2:26 ですから、もし割礼を受けていない人が律法の規定を守るなら、その人の無割礼は割礼と見なされるのではないでしょうか。

2:27 からだは無割礼でも律法を守る人が、律法の文字と割礼がありながらも律法に違反するあなたを、さばくことになります。

 割礼は、神の御心にかなう歩みをすることの表明であり、しるしが大事なのではなく、しるしによって表される本質を守ることが大事なのです。具体的には、律法を守ることが大事なのであって、割礼は、それを守ることの表明であり、しるしなのです。しるしがあっても守らないなら意味はないし、しるしがなくても守るなら価値があります。

 そして、割礼がなく律法を守るものは、割礼を受けている者を裁くことになります。

2:28 外見上のユダヤ人がユダヤ人ではなく、また、外見上のからだの割礼が割礼ではないからです。

2:29 かえって人目に隠れたユダヤ人がユダヤ人であり、文字ではなく、御霊による心の割礼こそ割礼だからです。その人への称賛は人からではなく、神から来ます。

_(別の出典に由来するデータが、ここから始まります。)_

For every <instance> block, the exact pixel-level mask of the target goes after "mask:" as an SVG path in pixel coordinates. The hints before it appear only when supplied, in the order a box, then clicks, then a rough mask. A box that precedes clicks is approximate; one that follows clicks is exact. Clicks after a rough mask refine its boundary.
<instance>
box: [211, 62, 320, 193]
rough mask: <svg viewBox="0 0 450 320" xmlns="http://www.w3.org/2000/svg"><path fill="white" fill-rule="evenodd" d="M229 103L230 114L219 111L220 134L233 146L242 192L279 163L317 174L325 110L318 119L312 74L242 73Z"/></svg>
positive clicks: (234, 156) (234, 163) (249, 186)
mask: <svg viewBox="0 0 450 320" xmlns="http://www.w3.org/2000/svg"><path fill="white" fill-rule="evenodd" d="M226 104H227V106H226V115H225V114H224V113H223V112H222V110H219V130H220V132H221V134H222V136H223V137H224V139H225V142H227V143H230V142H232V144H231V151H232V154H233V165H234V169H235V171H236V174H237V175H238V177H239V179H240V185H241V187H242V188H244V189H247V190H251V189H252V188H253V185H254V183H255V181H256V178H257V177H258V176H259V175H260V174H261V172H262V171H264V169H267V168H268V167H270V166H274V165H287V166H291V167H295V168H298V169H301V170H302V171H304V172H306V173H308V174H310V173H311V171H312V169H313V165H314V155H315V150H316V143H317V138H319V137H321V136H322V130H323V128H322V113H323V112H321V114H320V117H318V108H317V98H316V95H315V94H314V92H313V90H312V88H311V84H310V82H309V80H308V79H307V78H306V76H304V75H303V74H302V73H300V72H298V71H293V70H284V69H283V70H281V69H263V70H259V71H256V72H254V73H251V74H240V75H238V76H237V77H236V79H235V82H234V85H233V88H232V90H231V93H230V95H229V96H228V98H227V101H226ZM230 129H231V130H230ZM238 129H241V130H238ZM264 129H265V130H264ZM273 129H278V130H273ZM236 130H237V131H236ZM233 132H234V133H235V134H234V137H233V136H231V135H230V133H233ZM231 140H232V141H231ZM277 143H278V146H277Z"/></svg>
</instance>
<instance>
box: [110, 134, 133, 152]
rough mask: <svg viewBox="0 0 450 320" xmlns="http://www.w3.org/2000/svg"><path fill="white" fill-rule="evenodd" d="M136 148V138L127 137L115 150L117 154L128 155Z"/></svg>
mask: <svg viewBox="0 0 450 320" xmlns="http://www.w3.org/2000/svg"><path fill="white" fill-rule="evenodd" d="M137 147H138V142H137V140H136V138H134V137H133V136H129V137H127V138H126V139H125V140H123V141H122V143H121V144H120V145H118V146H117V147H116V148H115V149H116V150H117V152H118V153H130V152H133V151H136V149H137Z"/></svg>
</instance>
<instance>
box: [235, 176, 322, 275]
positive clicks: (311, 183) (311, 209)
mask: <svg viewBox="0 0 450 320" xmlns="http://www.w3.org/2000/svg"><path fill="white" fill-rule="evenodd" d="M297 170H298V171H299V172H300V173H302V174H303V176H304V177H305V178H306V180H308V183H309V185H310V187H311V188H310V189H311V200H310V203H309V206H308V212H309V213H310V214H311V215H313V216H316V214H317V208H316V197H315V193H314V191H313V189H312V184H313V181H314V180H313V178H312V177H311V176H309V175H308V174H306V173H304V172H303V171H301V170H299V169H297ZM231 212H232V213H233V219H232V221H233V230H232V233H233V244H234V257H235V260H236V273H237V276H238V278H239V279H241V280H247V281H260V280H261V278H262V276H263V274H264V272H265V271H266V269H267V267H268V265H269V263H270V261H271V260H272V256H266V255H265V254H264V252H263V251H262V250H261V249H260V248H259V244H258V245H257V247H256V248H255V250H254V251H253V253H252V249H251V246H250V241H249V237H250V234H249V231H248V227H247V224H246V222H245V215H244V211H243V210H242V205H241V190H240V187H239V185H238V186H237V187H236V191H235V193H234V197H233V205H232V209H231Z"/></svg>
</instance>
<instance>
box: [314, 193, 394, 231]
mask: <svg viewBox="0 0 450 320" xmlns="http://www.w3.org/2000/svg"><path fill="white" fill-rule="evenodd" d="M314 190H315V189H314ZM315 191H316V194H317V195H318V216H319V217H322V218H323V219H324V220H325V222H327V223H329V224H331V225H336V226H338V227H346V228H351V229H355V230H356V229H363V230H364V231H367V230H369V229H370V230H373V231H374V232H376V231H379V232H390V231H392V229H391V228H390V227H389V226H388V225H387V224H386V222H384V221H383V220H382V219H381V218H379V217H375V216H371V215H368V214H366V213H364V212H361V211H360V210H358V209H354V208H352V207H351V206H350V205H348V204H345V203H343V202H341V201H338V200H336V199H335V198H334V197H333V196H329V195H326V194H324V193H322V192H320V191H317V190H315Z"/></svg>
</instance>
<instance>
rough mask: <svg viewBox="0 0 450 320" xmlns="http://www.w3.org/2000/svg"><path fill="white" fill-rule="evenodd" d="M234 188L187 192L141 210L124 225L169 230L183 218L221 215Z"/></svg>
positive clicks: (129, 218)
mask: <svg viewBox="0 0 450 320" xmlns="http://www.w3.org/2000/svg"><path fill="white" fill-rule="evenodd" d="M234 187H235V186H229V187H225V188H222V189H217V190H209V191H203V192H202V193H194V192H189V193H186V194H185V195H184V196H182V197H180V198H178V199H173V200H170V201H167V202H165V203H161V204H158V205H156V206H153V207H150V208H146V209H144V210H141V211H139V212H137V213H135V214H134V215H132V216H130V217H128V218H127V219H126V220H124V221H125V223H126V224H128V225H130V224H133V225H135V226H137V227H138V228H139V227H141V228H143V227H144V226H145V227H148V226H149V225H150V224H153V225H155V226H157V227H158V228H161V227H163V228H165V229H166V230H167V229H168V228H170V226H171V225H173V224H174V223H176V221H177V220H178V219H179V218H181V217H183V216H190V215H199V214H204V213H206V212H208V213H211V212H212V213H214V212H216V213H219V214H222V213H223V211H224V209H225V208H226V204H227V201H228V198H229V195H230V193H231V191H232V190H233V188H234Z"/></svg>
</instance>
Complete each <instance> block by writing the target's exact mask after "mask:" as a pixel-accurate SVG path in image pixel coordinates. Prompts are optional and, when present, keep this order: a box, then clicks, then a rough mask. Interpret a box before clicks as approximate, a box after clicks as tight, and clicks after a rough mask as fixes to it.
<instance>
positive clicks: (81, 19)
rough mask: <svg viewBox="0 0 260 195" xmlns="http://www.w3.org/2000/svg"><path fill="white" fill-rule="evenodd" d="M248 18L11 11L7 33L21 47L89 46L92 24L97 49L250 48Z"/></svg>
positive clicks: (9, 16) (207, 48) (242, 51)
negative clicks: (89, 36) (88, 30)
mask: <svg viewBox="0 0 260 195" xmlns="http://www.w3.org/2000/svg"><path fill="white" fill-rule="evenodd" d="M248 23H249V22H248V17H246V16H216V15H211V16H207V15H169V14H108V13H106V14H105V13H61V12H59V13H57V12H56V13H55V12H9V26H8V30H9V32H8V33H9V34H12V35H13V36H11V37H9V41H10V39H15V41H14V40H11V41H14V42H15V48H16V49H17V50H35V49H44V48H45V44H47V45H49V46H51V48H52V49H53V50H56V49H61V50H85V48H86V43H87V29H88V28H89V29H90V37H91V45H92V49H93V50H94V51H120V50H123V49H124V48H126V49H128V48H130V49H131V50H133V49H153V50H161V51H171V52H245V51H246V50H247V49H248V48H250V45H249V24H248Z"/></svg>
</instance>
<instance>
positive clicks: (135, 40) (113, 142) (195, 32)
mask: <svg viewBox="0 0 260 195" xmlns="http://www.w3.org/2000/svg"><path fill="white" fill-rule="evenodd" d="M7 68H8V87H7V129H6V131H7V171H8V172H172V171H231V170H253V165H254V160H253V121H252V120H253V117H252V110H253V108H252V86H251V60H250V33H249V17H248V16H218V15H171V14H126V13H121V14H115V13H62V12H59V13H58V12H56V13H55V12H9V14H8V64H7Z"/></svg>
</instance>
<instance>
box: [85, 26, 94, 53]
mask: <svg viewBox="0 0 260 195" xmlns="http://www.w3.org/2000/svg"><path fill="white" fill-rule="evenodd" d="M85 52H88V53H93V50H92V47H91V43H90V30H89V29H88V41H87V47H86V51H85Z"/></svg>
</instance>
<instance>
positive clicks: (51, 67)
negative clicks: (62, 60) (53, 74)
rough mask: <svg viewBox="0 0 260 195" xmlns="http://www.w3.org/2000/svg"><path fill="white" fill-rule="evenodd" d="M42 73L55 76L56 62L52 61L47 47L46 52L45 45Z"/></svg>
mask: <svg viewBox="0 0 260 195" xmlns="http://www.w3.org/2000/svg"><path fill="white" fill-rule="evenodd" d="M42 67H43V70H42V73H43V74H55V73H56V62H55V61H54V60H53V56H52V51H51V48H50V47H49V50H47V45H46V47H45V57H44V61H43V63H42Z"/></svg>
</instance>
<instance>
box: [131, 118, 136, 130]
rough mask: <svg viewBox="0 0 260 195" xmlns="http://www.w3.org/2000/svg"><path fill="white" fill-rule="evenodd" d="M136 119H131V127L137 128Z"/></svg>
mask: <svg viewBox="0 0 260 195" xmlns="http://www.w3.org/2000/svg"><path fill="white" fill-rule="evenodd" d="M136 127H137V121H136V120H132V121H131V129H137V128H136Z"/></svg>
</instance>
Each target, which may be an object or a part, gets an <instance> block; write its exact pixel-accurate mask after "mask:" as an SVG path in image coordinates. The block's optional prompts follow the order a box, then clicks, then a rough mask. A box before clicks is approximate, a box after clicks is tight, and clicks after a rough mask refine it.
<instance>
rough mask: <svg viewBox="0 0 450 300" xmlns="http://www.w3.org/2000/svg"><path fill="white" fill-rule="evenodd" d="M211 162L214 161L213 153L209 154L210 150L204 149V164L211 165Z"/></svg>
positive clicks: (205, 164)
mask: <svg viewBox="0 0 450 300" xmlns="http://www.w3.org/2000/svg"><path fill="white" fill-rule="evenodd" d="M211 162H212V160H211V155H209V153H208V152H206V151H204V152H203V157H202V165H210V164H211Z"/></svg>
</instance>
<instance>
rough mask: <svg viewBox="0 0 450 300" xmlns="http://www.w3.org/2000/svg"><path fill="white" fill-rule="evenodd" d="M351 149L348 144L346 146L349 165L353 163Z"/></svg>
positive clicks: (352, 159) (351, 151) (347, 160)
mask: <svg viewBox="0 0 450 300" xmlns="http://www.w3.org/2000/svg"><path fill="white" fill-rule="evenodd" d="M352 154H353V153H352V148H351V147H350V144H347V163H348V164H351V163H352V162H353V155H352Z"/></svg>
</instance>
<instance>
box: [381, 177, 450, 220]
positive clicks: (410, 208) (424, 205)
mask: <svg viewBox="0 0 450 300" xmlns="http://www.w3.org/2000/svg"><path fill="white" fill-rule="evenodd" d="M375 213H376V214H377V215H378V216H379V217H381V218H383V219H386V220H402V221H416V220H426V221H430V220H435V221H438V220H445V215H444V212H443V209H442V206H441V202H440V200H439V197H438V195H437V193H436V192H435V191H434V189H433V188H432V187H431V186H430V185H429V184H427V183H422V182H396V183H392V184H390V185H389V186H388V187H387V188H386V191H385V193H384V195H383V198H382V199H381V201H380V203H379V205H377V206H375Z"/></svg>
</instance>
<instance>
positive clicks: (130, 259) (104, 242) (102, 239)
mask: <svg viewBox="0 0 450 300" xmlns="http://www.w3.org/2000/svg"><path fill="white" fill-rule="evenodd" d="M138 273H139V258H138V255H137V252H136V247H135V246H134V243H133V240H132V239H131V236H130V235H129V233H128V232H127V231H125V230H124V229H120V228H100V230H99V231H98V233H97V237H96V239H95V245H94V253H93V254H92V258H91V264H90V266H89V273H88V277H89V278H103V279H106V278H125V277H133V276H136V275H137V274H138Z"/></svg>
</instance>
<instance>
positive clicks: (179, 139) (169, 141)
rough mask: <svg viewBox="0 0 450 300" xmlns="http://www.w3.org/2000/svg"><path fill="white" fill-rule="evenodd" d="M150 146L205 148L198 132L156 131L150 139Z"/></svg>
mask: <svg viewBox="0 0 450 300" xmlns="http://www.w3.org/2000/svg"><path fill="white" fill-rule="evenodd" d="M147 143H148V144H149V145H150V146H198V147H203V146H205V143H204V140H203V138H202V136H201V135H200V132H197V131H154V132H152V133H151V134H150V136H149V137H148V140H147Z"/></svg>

 そして、割礼を受けていることが神の前に価値あるのではなく、割礼の意味している心の割礼こそ価値あるのです。割礼は肉を切り捨てることを表しています。肉に従って歩むのではなく、御霊によって自分に死に、御霊によって生きることこそ価値あることなのです。それは、イエス・キリストを信じて罪赦された者がなす新しい歩みです。心の割礼を受けていることは、神からの誉れを受けることです。